Down the Sun-Pressed Vale

A flat wide path leads to the horizon between sloping cliffs
“Down the Sun-Pressed Vale”, 12in x 9in, acrylic on canvas

“This is where the sun came down and flattened the valley.” The guide pointed ahead.

You squinted at the wide, unprotected path. Yellow-orange patterns mottled the ground. Sunmarks, you thought, no doubt. 

Further evidence had been carelessly left in the form of oppressive heat, which rose straight up in a shimmering trail that led to the offender, looking down on the scene and safe far overhead, out of anyone’s jurisdiction.

I wasn’t with you that day, and was glad. You handle the heat better than me, and even seek it sometimes when the mood strikes.

Do you remember? You once set out to see the damp swamps along some coast — I can’t recall where — then headed instead to the dry desert sands west of Armant on the Nile. You like to follow the better plan no matter when it occurs to you.

But you hadn’t planned now for how hot it would be, how could you? The sun had just recently blazed through, the fiend, and left a blistering valley behind.

Yet past the horizon a blue sky beckoned. 

You imagined a land of green fronds, shady palms, maybe some little café tucked under the trees and run by expats who’d tell you the news while serving your drink — a family concoction that involves Pernod and a splash of verve from an unlabeled flask — poured over ice, then sipped while you sat under a lazy fan.

And if not that…

A brief dip in a pond or stream or oasis would serve your material needs. If you could just get through the vale.

What might lurk among the cliffs that guarded the way ahead? 

Bandits? There were rumors. Tigers? Not here, not anymore. Bird-People? Bah! What nonsense. No need to dwell on children’s tales.

You hoisted the leather pack, the one your uncle gave you, worn smooth from his days in the service. It enveloped you with confidence. 

Time to move forward.

Honey-Bee Vision

A five-petaled flower with unusual patterns
“Honey-Bee Vision”, 8in x 8in, acrylic on canvas

I knew you wouldn’t mind if I paused to consider these petals.

To our eyes they seem rather bland. No bright markings or pleasing motif, nothing distinctive at all.

Why should it be otherwise? Nature designed them to attract a special kind of customer, who comes bearing pollen in trade for nectar, with eyes tuned to colors beyond our perception.

We like to think our powers of sight rank high among all creation.

We can look across a meadow at noon and see leafy details in trees. Gaze with delight at the sunset horizon as orange turns to red in the clouds. Peer into the night with tall telescopes and scrutinize alien worlds.

Yet the true artistry expressed by this flower — just an arms-length away — remains unseen to us.

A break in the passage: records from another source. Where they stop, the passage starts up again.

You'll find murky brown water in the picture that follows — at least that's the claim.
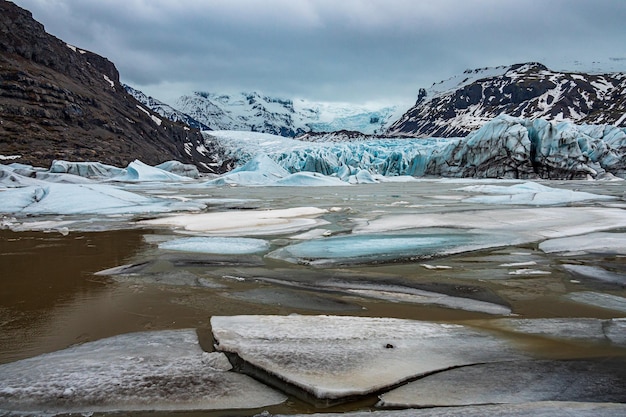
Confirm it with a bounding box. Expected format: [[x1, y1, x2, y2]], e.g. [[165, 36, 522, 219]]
[[0, 183, 626, 416]]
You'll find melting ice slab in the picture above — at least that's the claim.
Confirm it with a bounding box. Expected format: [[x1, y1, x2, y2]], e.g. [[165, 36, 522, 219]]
[[211, 316, 525, 400], [0, 330, 285, 413], [142, 207, 328, 236], [379, 359, 626, 408], [159, 237, 270, 255], [267, 401, 626, 417]]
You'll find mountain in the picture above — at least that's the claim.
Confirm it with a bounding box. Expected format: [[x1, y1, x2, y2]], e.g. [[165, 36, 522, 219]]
[[173, 92, 399, 137], [387, 63, 626, 137], [122, 84, 211, 130], [0, 0, 221, 171]]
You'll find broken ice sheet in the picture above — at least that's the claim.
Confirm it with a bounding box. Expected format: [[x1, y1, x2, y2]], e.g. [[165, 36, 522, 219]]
[[267, 401, 626, 417], [378, 358, 626, 408], [539, 231, 626, 255], [0, 330, 286, 413], [458, 182, 615, 206], [211, 315, 527, 400], [267, 229, 488, 265], [159, 237, 270, 255], [141, 207, 328, 236]]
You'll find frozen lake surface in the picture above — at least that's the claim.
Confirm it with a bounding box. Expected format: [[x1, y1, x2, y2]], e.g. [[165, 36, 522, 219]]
[[0, 161, 626, 416]]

Inquisitive, we collect a few specimens to inspect in a different light. This reveals an image the bee might see with its ultraviolet vision — patterns devised to entice gatherers buzzing by and guide them to the prize.

Our primate brains gain pleasure from discovering this clever invention of nature.

Perhaps in fair exchange we should grant the bee a glimpse through our telescope. It might enjoy a deeper look at the distant sky above.

The View From Here

Purple mountains behind a line of trees and a gently-sloping meadow
“The View From Here”, 8in x 8in, acrylic on canvas

The lion had followed us since breakfast. 

I thought it would have taken this trail anyway, and we happened to get ahead of it. You thought it was merely curious, or maybe wanted breakfast too.

Eventually it wandered off, losing interest in us. We were piqued at being given up so quickly. 

“Aren’t we good enough for a little stalking?”

“We’ve been snubbed by a mangy lion.”

What further insults did nature have in store for us? 

Not the birds, they couldn’t help themselves. All that chattering and fluttering about was simply how they spent their days, with or without us to bother. We endured their tiresome swooping as we hurried through their territory.

The insects were dreadful by design — adroit at avoiding our swatting, skilled at sneaking under clothing, and adept at endless biting in spite of our repeated slapping. They besieged us in swarms, naturally.

The wind snuck up, playing the trickster, and snatched off our hats, tossed dust in our eyes, and blew us off balance. You weren’t pleased. I was quite vexed.

The bubbling spring we were hoping to find was just a patch of weed-tangled mud that sucked off our shoes and threatened to pull us under if we didn’t leave it alone. Our water bottles went unfilled. 

The steep hill we climbed was covered in long flattened grass, slick with dampness, not a foothold to be found. After slipping to our knees again and again we finally crawled to the top — exhausted, wet, and fed up with the whole venture. 

Nature, in its way, had provided us with every reason to stay home. We gave that a long consideration.